By MISAEL VIRGEN
EL NUEVO SOL
Since 1994, 10,000 people have died trying to cross the border between the United States and Mexico, according to Enrique Morones, founder of Border Angels.
Founded in 1986, Border Angels is a non-profit organization dedicated to providing humanitarian assistance to undocumented immigrants. They initially started helping the undocumented community by bringing food and water to immigrants who were living in the canyons of North County San Diego.
Among those who have attempted the journey are men, women and children. It is common for migrants to pay an expensive price for smugglers to take them through the trek, nonetheless, due to harsh weather conditions and tough terrain, many lose their lives in the attempt to make it across.
Morones said that there are two main reasons why people migrate to the United States – to look for better economic opportunity and for family reunification.
Their operation expanded when Morones and the volunteers started going out to the desert to place water near the recently constructed wall dividing the United States and Mexico, also known as Operation Gatekeeper. “Before Operation Gatekeeper, one or two people died every month,” said Morones. “After Operation Gatekeeper, one or two people die every day.”
The organization is a faith based group whose mission reads, “When I was hungry, who gave me to eat?
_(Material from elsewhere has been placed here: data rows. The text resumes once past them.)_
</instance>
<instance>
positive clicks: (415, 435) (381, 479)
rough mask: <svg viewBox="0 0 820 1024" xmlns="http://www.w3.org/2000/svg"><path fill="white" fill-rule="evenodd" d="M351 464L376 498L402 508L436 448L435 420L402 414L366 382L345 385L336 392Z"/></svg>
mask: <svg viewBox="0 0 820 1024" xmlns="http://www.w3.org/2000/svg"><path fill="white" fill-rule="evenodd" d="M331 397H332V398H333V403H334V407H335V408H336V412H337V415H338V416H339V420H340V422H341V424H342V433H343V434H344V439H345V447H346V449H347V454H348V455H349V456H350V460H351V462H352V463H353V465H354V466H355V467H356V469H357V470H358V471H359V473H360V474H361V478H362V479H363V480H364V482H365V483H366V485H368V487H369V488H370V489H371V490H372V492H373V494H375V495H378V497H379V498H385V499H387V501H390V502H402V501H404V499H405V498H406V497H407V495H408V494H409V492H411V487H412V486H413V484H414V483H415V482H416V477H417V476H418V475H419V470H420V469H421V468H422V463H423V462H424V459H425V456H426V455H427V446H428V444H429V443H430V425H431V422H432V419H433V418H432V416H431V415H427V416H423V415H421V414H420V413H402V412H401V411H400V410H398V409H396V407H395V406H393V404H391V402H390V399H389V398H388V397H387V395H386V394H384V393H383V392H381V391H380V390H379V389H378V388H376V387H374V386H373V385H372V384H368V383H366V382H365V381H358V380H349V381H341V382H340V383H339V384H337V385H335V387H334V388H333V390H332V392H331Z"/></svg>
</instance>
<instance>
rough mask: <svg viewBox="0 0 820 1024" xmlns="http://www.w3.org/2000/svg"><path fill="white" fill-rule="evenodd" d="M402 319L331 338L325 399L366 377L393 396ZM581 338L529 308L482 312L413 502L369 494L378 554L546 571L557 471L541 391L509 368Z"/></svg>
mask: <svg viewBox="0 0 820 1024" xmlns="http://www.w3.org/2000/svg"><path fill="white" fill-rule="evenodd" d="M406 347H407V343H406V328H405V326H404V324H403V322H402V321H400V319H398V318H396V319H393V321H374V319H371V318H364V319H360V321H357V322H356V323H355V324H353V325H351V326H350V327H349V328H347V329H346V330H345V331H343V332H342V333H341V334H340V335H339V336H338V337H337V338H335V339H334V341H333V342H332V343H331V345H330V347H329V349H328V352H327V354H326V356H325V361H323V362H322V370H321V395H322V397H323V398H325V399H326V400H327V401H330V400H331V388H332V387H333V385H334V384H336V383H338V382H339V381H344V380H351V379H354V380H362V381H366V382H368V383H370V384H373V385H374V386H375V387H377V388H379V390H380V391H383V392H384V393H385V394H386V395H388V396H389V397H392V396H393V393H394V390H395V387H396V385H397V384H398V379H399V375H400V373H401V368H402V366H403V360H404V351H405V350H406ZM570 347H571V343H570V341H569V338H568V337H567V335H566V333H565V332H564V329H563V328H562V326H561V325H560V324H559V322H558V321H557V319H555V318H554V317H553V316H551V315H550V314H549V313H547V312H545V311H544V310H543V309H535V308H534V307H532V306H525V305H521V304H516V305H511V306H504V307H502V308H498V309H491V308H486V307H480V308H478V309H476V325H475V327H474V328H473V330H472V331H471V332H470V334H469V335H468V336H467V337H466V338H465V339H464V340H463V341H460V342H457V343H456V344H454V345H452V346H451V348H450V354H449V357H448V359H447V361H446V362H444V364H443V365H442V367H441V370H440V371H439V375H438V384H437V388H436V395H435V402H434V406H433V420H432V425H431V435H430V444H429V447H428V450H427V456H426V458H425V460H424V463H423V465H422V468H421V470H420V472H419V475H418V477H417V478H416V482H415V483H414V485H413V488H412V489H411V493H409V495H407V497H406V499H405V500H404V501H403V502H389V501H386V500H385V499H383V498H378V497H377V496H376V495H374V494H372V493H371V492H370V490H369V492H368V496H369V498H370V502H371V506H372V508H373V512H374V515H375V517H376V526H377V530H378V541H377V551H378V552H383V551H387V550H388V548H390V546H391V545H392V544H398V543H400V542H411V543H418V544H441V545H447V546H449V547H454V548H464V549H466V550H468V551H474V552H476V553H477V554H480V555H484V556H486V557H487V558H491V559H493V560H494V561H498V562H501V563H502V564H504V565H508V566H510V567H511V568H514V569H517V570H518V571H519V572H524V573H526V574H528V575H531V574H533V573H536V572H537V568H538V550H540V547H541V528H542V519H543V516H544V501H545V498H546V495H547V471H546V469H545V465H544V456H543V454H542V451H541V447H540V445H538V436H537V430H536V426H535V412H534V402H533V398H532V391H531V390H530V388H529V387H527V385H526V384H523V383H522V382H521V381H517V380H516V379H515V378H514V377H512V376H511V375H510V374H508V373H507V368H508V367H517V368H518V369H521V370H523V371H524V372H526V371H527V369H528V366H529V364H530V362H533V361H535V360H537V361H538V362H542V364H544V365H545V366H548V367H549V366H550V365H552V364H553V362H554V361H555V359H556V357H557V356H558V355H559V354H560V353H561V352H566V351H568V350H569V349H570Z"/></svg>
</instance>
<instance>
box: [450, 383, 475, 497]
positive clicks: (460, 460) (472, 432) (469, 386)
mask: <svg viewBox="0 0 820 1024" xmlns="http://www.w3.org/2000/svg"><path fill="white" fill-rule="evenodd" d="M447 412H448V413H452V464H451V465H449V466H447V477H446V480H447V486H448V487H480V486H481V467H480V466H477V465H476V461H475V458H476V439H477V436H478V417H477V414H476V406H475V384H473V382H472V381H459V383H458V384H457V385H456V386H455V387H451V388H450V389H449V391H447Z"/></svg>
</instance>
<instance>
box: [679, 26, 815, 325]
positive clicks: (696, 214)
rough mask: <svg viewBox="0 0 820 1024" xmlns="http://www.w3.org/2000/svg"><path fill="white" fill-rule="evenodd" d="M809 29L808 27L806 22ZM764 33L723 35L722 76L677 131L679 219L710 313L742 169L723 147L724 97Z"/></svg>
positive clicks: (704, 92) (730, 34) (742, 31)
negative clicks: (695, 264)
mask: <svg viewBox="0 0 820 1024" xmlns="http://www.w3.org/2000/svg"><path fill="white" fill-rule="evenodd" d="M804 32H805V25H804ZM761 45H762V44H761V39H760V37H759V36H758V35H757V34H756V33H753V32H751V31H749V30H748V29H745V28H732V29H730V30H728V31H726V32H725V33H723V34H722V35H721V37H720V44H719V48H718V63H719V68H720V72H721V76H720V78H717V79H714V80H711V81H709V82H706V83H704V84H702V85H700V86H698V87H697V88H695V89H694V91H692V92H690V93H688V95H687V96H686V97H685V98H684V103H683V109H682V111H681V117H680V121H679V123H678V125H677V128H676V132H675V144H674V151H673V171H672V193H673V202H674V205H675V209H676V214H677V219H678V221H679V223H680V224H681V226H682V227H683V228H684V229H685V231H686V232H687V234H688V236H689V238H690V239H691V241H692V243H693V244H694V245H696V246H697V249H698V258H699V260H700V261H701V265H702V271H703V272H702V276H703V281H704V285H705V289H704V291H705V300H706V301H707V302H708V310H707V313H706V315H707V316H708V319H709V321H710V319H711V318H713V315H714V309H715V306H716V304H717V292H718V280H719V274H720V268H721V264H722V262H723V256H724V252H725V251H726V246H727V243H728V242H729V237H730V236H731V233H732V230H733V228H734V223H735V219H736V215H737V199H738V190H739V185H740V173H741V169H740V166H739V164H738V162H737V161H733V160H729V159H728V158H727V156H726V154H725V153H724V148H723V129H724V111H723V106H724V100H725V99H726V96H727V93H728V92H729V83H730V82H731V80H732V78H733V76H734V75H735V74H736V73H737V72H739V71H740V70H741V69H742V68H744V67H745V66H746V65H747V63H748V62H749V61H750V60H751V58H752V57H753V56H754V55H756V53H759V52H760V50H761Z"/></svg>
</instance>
When I was thirsty, who gave me to drink?” – Matthew 25:35. “After all, we are all of the same race, the human race,” said Morones. “It is important that we treat each other with dignity and respect.”
Border Angels is also known for attending a cemetery in Holtville, Calif. to pray and place crosses that read “no olvidados” (not forgotten) on the graves of the 700 unidentified migrants that have been laid to rest there.
Since 2006, Morones and the volunteers have taken to the streets once a year in a caravan across the country to inform people about border realities and the necessary steps needed to have humane immigration. The organization continues to educate citizens and government dignitaries on the status of weather related deaths and racial discrimination.
“This is happening everyday… and that’s why it’s important that we all help make a difference, because the person that’s going to make a difference is the person that we look at in the mirror everyday,” said Morones.